Mechanistic underpinnings. Is there scientific evidence to suggest that probiotics or prebiotics could impact SARS-CoV-2? Data are very limited. Some laboratory studies have suggested that certain probiotics have anti-viral effects including against other forms of coronavirus (Chai et al. 2013). Other studies indicate the potential to interfere with the main host receptor of the SARS-CoV-2 virus, the angiotensin converting enzyme 2 (ACE2). For example, during milk fermentation, some lactobacilli have been shown to release peptides with high affinity for ACE (Li et al. 2019). Recently, Paenibacillus bacteria were shown to naturally produce carboxypeptidases homologous to ACE2 in structure and function (Minato et al. 2020). In mice, intranasal inoculation of Limosilactobacillus reuteri (formerly Lactobacillus reuteri) F275 (ATCC 23272) has been shown to have protective effects against lethal infection from a pneumonia virus of mice (PVM) (Garcia-Crespo et al. 2013). These data point towards immunomodulatory effects involving rapid, transient neutrophil recruitment in association with proinflammatory mediators but not Th1 cytokines. A recent study demonstrated that TLR4 signaling was crucial for the effects of preventive intranasal treatment with probiotic Lacticaseibacillus rhamnosus (formerly Lactobacillus rhamnosus) GG in a neonatal mouse model of influenza infection (Kumova et al., 2019). Whether these or other immunomodulatory effects, following local or oral administration, could be relevant to SARS-CoV-2 infections in humans is at present not known.

Our immune systems have evolved to respond to continual exposure to live microbes. Belkaid and Hand (2016) state: “The microbiota plays a fundamental role on the induction, training, and function of the host immune system. In return, the immune system has largely evolved as a means to maintain the symbiotic relationship of the host with these highly diverse and evolving microbes.” This suggests a mechanism whereby exposure to dietary microbes, including probiotics, could positively impact immune function (Sugimura et al. 2015; Jespersen et al. 2015).

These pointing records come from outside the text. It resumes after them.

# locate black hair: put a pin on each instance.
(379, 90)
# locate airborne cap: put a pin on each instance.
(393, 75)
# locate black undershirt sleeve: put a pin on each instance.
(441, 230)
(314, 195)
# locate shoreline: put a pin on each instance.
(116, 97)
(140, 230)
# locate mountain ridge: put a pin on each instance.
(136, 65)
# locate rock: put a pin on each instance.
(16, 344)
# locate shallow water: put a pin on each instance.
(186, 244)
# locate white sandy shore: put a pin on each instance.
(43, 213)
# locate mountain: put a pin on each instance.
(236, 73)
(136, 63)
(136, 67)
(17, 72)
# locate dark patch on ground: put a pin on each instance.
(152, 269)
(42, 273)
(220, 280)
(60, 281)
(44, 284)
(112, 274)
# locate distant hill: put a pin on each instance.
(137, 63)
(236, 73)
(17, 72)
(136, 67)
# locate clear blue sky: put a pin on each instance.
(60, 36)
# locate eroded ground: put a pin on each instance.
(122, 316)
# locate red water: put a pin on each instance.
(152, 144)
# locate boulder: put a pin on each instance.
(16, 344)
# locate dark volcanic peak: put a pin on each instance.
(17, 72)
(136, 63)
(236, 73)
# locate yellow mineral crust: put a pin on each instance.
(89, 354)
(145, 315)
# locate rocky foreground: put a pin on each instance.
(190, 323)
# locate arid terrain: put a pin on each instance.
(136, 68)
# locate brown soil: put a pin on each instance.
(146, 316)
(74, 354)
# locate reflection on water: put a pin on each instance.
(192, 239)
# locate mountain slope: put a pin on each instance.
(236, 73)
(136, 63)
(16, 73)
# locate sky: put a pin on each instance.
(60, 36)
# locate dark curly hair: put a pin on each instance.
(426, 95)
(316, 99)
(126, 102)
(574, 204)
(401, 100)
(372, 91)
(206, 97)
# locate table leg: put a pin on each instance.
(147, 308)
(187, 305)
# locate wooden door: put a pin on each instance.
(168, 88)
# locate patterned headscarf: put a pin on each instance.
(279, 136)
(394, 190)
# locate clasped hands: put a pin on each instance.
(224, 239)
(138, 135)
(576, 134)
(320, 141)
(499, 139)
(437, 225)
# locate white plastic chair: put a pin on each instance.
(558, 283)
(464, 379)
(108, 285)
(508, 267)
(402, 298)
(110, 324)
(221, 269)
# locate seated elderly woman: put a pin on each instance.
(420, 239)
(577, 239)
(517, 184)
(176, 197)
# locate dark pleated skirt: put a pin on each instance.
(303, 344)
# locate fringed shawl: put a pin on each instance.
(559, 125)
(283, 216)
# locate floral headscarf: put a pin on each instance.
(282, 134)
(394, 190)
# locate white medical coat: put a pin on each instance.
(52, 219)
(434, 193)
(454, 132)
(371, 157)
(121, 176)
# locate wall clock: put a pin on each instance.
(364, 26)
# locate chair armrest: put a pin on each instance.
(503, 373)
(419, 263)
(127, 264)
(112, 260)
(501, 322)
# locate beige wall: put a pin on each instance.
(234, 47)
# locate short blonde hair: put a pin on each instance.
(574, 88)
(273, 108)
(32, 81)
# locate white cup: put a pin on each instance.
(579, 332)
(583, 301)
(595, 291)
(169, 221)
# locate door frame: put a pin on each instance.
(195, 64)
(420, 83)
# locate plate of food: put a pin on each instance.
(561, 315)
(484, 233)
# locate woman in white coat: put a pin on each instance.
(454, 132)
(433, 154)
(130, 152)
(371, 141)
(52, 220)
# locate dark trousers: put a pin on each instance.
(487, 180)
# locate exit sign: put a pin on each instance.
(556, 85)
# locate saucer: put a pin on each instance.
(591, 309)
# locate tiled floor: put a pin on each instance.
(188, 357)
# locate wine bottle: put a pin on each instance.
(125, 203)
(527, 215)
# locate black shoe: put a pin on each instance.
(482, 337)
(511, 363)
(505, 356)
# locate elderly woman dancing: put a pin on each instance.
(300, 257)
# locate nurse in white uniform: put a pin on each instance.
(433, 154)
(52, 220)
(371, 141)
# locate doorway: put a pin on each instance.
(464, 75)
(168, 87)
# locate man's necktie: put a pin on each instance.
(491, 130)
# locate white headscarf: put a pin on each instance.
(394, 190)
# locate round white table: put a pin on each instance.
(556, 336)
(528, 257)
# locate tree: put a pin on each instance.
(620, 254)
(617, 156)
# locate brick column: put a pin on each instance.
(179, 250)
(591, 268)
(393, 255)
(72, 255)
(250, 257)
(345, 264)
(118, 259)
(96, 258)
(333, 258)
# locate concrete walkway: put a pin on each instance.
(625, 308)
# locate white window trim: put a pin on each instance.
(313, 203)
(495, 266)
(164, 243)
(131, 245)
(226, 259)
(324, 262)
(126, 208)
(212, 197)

The role of the gut in COVID-19. Many COVID-19 patients present with gastrointestinal symptoms and also suffer from sepsis that may originate in the gut. This could be an important element in the development and outcome of the disease. Though results from studies vary, it is evident that gastrointestinal symptoms, loss of taste, and diarrhea, in particular, can be features of the infection and may occur in the absence of overt respiratory symptoms. There is a suggestion that gastrointestinal symptoms are associated with a more severe disease course. Angiotensin converting enzyme 2 and virus nucleocapsid protein have been detected in gastrointestinal epithelial cells, and infectious virus particles have been isolated from feces. In some patients, viral RNA may be detectable in feces when nasopharyngeal samples are negative. The significance of these findings in terms of disease transmission is unknown but, in theory, do provide an opportunity for microbiome-modulating interventions that may have anti-viral effects (Cheung et al. 2020; Tian et al. 2020; Han et al. 2020).

A preprint (not peer reviewed) has recently been released, titled ‘Gut microbiota may underlie the predisposition of healthy individuals to COVID-19’ (Gao et al. 2020) suggesting that this could be an interesting research direction and worthy of further discussion. A review of China National Health Commission and National Administration of Traditional Chinese Medicine guidelines also suggested probiotic use, although more work on specific strains is needed (Mak et al. 2020).

Are probiotics or prebiotics safe? Currently marketed probiotics and prebiotics are available primarily as foods and food/dietary supplements, not as drugs to treat or prevent disease. Assuming they are manufactured in a manner consistent with applicable regulations, they should be safe for the generally healthy population and can be consumed during this time.

Baud et al. (in press) presented a case for probiotics and prebiotics to be part of the management of COVID-19. Although not fully aligned with ISAPP’s official position, readers may find the points made and references cited of interest.

Conclusion. We reiterate, currently no probiotics or prebiotics have been shown to prevent or treat COVID-19 or inhibit the growth of SARSCoV-2.